## Reading numpy structured from a text file

Numpy has a very nice feature: a structured array, that is an array in which rows have some structure and can store different types of data in each column.

For example:

```>>> import numpy as np
>>> arr = np.zeros(10, dtype=[['id', np.uint16], ['position', np.dtype('3float32')], ['momentum', np.dype('3float32')]])
```

We have defined a structured array in each row we store: id of a particle (unsigned int), its position (three floats) and momentum (again three floats).

You can easily select from this array:

```>>> arr['position'] # positions of all particles
>>> arr[0]['position'] # position of first particle
>>> arr[arr['id']=1]['position']  # positions of all particles with id equal to 1
```

This is a nice format because:

• Your data has structure. No more off-by-one errors: particle position is labeled.
• Very easy to load from binary files

Loading from text files is an entirely different matter --- because writing to such arrays is kind of pain.

My requirements were:

• Array structure is the same as source file structure (order of fields is the same)
• Array structure is defined only in a single place: that is the dtype definition

## Solution

The solution is to:

• Read file line by line parsing contents to an unstructured array.
• Create a structured view
• Should be fast, that means no copying of large arrays.

Actual dtype used:

```URQMD_DATA_DTYPE = [
("time", np.float32),
("position", np.dtype("3float32")),
("energy", np.float32),
("momentum", np.dtype("3float32")),
("mass", np.float32),
("particle_type", np.float32),
]
```

Helper function that takes structured dtype, and turns it to dtype that has the same number of fields but is unstructured:

```def serialize_dtype(dt):
dt = np.dtype(dt)
newdt = []
for item in dt.descr:
if len(item) == 2:
count = 1,
name, type = item
else:
name, type, count = item
if len(count) > 1:
raise ValueError()
count = count[0]
for ii in range(count):
newdt.append(type)
return np.dtype(", ".join(newdt))
```

Now frame is a list of lines from text file.

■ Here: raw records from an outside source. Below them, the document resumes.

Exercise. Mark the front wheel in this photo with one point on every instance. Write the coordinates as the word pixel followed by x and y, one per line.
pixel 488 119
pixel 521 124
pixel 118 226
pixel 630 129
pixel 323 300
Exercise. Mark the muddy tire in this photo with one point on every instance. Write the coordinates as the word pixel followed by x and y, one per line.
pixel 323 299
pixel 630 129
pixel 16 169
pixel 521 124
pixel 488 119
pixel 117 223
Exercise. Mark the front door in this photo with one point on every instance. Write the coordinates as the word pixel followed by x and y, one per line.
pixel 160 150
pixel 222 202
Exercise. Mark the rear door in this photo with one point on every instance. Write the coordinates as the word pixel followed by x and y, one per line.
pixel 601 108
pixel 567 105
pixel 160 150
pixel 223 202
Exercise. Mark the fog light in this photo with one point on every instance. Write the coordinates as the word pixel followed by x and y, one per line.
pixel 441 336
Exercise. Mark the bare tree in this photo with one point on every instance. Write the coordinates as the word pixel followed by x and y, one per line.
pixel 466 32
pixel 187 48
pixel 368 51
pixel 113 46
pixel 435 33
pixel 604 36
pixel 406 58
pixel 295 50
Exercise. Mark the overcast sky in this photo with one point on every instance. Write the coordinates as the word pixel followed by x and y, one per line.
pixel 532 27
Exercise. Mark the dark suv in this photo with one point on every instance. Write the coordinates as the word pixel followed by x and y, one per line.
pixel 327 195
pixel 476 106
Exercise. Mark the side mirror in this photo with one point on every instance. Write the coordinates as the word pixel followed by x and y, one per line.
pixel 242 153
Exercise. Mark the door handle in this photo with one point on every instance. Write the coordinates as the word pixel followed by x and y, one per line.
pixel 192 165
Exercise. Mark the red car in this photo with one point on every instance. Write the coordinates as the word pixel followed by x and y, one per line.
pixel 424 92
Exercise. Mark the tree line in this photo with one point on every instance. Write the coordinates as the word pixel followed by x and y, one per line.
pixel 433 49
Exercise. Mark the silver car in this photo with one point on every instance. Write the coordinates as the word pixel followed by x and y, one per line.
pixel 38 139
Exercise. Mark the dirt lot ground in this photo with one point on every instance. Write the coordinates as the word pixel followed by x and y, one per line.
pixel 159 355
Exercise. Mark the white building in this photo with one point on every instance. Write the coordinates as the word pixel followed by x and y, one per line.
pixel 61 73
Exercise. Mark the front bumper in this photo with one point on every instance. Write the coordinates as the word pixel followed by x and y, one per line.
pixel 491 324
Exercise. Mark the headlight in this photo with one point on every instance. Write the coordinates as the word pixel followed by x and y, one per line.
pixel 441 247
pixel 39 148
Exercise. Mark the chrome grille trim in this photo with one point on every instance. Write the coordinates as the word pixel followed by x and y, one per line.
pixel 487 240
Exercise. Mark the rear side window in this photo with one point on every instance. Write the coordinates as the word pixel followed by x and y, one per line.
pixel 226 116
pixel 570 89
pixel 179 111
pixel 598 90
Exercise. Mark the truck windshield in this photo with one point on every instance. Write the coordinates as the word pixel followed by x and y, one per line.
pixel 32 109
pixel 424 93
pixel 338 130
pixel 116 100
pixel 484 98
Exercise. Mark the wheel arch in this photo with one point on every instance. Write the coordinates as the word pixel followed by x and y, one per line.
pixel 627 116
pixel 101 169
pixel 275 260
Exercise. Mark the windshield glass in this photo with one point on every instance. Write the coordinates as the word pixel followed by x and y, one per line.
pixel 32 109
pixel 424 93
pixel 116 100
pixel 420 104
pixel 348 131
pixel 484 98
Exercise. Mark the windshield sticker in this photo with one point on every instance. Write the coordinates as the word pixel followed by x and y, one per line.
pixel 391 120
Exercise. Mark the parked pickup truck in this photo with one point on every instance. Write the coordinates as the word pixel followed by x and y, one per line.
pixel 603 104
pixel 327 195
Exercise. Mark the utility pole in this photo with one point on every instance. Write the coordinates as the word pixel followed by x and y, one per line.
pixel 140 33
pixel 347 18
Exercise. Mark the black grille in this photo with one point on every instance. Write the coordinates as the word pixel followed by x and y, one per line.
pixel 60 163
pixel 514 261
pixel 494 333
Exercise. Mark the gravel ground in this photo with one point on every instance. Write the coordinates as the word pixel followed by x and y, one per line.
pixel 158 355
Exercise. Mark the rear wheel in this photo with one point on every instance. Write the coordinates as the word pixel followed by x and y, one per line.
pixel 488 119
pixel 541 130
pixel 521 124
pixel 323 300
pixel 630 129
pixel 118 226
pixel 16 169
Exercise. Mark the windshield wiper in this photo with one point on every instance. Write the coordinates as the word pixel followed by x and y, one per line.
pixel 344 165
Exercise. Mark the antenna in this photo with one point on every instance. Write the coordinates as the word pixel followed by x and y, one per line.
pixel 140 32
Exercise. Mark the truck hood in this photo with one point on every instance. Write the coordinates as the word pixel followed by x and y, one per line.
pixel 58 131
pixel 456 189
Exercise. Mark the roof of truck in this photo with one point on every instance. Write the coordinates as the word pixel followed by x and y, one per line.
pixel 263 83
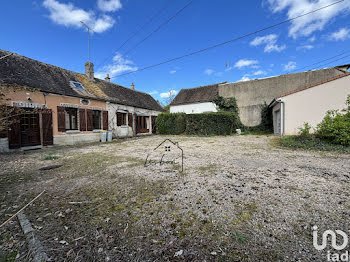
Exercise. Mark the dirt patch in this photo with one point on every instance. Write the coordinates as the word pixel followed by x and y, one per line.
pixel 239 199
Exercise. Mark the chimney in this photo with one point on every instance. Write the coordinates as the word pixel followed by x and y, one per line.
pixel 108 79
pixel 89 70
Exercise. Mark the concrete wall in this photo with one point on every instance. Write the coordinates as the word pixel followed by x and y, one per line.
pixel 195 108
pixel 51 101
pixel 4 145
pixel 251 95
pixel 125 131
pixel 311 105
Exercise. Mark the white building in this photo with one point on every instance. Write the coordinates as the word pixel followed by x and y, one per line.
pixel 309 104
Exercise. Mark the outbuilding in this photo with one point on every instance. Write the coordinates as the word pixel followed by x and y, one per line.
pixel 309 104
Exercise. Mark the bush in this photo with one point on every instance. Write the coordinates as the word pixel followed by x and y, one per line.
pixel 221 123
pixel 311 143
pixel 171 124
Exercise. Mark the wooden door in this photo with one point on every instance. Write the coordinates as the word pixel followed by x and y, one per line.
pixel 30 129
pixel 14 132
pixel 47 127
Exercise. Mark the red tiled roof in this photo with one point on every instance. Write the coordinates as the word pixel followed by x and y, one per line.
pixel 313 85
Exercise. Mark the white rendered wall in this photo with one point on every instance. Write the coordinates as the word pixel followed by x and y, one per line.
pixel 195 108
pixel 311 105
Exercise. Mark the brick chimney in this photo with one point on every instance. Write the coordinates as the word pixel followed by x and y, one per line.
pixel 89 70
pixel 108 79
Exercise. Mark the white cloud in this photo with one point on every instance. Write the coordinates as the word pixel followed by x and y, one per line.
pixel 259 72
pixel 342 34
pixel 119 66
pixel 70 16
pixel 290 66
pixel 308 24
pixel 109 5
pixel 209 72
pixel 305 47
pixel 244 78
pixel 245 63
pixel 270 43
pixel 168 94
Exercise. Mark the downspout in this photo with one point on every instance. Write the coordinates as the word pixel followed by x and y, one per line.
pixel 279 100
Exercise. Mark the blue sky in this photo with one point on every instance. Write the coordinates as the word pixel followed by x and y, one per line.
pixel 50 31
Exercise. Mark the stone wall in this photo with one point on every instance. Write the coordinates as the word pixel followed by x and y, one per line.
pixel 251 95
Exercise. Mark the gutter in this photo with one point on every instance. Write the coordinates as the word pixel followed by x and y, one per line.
pixel 279 100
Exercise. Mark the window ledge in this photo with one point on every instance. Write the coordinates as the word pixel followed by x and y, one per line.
pixel 72 131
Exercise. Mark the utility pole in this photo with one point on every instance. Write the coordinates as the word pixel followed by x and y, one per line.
pixel 89 29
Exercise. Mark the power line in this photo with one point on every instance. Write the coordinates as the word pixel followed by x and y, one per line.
pixel 229 41
pixel 159 27
pixel 141 28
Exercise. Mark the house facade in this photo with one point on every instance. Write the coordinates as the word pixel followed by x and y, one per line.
pixel 56 106
pixel 250 95
pixel 309 104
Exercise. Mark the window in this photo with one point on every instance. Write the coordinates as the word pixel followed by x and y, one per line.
pixel 121 119
pixel 71 119
pixel 96 119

```parsed = np.zeros(len(frame), dtype=serialize_dtype(URQMD_DATA_DTYPE)) # Create array without structure
for ii, line in enumerate(frame):
data = [float(x) for x in line.split()] # Parse lines
#-- ignoring wheher it is a float or int
parsed[ii] = tuple(data) # Now numpy will convert single row to proper types
parsed = parsed.view(URQMD_DATA_DTYPE) # Create a structured view (no copy!)
```

Sound simple but took me some time to get it right.